〇 代表強化策と国家政策 -「Japan's Way」の位置づけ-

 本書を読み終えた私見として「総力戦」の様相を呈する現代サッカーにおける国家代表チームの強化戦略は、政治・経済における政策の構造に通じるものがあると感じた。協会(政権)は目の前の戦いW杯(選挙)結果を求められるが、国の成長を促す施策(政策)は即効性に乏しく、10年スパンで取組の成果が見えてくるものである。
    例えば、上記で取り上げた『フィジカルフィットネスプロジェクト』も即座に成果が上がるものではなく、取り組みの成果は資格を取得した指導者、指導を受けた選手たちが経験等を積んだ5~10年をかけてかたちになってくるだろう。
 同じように、地方自治体や国における政策論争もまた、どうしても即効性のある革新的な内容を期待する趣であり、そうした期待を背負った改革者が持ち上げられる傾向にあるが、実際の成果が見えだすのも同じように5~10年は要するものだ。

    一時期は政党だけでなく首長選挙の候補者レベルでも策定されていた「マニュフェスト」(選挙・政党公約)は、まさに中長期的な政策ビジョンの提示であり、具体的な政策の進捗状況を指標となり得る材料であり、非常に良い取組だと考えている(が、すっかり見聞きする機会が激減した)。

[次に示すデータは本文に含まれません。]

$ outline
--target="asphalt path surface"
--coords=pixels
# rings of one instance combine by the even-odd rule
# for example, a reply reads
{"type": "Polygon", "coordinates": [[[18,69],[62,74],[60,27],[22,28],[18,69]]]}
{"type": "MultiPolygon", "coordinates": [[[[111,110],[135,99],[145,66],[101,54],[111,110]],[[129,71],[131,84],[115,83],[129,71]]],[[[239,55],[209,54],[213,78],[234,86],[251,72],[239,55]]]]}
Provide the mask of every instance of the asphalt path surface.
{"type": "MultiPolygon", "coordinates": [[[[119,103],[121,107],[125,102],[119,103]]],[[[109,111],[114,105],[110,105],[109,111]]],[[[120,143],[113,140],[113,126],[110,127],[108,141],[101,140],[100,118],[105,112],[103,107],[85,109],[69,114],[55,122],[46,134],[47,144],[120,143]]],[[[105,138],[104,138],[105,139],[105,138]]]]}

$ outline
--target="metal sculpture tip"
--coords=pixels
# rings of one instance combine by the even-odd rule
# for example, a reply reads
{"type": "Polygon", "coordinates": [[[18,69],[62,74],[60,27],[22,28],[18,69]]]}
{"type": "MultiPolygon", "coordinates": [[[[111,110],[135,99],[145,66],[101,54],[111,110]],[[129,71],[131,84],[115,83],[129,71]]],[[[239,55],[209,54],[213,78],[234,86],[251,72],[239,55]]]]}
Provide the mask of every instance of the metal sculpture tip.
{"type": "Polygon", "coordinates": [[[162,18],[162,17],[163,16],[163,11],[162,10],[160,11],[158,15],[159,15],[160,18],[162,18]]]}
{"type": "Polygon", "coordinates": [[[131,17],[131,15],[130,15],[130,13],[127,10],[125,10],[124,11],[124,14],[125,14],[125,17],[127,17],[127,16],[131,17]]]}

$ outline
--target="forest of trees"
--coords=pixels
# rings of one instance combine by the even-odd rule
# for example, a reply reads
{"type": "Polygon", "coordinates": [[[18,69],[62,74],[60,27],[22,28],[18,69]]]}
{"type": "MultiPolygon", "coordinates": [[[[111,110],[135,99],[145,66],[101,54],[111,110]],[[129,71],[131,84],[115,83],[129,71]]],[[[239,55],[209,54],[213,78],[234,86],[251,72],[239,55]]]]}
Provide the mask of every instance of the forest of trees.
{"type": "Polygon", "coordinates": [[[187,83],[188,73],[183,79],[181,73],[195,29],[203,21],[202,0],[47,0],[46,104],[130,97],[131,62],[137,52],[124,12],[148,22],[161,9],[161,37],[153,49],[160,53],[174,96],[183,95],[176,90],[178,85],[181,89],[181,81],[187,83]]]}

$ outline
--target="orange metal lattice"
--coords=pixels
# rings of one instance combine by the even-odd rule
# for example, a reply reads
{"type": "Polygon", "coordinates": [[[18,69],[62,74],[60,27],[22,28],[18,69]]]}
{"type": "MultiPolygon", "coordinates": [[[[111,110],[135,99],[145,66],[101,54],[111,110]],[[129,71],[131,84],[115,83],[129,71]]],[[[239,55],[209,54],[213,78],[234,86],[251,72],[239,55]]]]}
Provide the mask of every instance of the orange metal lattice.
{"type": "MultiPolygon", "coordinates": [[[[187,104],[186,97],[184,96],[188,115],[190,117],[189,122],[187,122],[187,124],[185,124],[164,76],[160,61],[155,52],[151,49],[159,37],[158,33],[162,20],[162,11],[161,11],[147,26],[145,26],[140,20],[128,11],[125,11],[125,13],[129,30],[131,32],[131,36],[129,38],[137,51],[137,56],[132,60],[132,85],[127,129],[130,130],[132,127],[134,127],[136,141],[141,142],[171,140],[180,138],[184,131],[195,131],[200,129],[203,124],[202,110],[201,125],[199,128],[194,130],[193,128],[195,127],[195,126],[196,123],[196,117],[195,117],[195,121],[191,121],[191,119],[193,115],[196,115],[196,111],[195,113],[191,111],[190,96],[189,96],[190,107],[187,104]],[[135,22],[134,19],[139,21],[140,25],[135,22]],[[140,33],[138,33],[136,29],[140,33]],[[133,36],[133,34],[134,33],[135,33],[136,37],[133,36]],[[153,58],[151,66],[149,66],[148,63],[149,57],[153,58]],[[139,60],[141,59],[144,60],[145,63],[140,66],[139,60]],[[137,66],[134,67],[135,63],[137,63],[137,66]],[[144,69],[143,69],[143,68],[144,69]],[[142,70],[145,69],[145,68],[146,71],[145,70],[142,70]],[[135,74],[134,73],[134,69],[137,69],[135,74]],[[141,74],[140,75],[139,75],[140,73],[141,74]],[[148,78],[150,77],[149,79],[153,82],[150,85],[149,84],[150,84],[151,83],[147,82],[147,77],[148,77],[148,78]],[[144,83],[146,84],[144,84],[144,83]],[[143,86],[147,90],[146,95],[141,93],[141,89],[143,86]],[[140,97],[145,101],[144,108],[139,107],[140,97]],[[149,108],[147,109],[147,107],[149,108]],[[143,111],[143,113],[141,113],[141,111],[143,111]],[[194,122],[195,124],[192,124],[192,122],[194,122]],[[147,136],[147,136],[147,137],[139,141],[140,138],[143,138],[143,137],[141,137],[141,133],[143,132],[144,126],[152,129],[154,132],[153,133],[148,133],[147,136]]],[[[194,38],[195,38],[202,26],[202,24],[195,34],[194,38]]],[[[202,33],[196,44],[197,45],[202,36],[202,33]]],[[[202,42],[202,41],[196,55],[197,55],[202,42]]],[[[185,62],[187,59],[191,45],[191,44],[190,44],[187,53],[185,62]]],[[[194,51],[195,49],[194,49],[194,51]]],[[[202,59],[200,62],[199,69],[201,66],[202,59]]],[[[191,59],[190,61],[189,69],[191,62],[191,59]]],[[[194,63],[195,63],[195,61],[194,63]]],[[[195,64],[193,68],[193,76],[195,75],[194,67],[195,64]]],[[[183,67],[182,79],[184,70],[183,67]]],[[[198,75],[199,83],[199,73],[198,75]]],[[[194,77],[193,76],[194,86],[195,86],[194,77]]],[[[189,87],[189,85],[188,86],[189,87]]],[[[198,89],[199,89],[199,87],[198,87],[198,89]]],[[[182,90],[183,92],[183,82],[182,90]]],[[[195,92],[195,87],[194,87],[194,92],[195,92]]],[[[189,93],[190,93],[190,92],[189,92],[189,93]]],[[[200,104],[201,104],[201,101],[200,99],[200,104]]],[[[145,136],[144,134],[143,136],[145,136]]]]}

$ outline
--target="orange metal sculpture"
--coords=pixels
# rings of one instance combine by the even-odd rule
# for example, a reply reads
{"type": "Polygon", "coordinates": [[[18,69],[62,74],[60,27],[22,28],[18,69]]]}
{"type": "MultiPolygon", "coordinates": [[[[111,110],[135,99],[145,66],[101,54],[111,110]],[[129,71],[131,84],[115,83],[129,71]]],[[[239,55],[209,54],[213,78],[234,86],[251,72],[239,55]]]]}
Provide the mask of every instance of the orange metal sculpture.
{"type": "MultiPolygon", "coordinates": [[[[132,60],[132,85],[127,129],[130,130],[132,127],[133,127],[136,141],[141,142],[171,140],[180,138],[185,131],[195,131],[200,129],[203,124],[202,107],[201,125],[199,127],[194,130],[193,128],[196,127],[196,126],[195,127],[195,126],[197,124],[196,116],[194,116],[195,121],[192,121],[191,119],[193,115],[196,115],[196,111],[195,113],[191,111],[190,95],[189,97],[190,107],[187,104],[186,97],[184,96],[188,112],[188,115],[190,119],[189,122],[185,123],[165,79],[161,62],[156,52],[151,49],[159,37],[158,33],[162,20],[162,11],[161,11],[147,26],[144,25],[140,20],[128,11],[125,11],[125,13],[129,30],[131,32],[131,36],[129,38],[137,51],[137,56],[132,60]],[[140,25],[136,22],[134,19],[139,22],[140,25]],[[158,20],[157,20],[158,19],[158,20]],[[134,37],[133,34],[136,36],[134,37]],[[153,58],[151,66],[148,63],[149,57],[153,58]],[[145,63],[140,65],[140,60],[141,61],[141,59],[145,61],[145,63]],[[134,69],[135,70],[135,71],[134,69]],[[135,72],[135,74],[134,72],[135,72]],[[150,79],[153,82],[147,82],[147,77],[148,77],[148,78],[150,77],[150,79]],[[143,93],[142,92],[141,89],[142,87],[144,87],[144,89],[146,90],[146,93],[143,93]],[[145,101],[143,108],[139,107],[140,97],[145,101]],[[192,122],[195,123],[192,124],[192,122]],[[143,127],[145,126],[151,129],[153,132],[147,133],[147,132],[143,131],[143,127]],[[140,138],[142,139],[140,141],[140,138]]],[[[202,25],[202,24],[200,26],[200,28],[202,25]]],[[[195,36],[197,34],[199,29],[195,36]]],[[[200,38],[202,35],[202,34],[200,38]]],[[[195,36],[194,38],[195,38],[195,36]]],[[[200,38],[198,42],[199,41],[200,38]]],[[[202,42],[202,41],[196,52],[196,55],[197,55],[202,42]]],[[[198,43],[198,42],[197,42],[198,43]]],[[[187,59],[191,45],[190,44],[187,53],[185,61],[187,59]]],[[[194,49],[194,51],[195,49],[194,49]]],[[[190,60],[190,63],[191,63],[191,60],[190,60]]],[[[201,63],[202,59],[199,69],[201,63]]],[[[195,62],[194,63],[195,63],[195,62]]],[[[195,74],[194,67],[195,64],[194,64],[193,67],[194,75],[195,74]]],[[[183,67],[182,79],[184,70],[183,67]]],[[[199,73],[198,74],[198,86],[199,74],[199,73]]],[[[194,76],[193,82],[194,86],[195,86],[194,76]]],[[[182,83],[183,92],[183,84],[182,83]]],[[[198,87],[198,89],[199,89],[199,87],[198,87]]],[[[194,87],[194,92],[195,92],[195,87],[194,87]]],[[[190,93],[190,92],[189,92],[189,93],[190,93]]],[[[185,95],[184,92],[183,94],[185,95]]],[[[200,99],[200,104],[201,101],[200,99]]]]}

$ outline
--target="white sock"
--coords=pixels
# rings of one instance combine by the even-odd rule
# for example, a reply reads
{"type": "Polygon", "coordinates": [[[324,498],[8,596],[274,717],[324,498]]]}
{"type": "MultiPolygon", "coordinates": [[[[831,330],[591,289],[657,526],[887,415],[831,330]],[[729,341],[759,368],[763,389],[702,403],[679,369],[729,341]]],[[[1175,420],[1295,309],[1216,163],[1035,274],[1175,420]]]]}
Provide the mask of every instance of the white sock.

 サッカーの話に戻る。今回の五輪代表の結果を踏まえてJFAの掲げる「ジャパンズウェイ(Japan's Way)」に対する厳しい指摘は少なからずあった。しかしながら、具体的な事例であったり、川端氏が伝える現場の声を踏まえると、トップダウンで徹底的に実践しようというわけではないこともわかる。そのように考えると、ジャパンズウェイ(Japan's Way)は【マニフェスト】ではなく「日本の明日を切り拓く。」「ワッショイベースボール」のようなフワッとした【スローガン】なのではないだろうか。

 つまり、日本サッカーに関する議論で大切なことは、ジャパンズウェイ=スローガンの是非ではなく、本書で取り上げている各テーマに協会・現場がどのように解決していくのかだと気付かされる。選手を多く集め、成長できる制度設計、個々の選手育成を担う現場の指導者育成、国際競争力を強化する代表チーム環境整備等を中長期的に取り組むことが、書籍タイトルにある「日本代表W杯優勝」に向けて求められる。

   建設的な議論・提言を積極的に発信していくことは専門メディアの大事な役割だと思う。海外サッカー専門誌のイメージが強い『footballista』がJリーグ・国内サッカーを掘り下げた増刊号『footballista J』を刊行したのも、こうした意志の表れであると考えることができる。
 そして、2人の対談=議論を多くの人たちが積み上げていくこともまた、近道ではないにしろフットボールネーションに近づくための道筋だと思う。東京五輪で世界を垣間見たからこそ、我々のようなサッカーファンも「世界に学び、世界に勝つ」取組を進めていきたいところだ。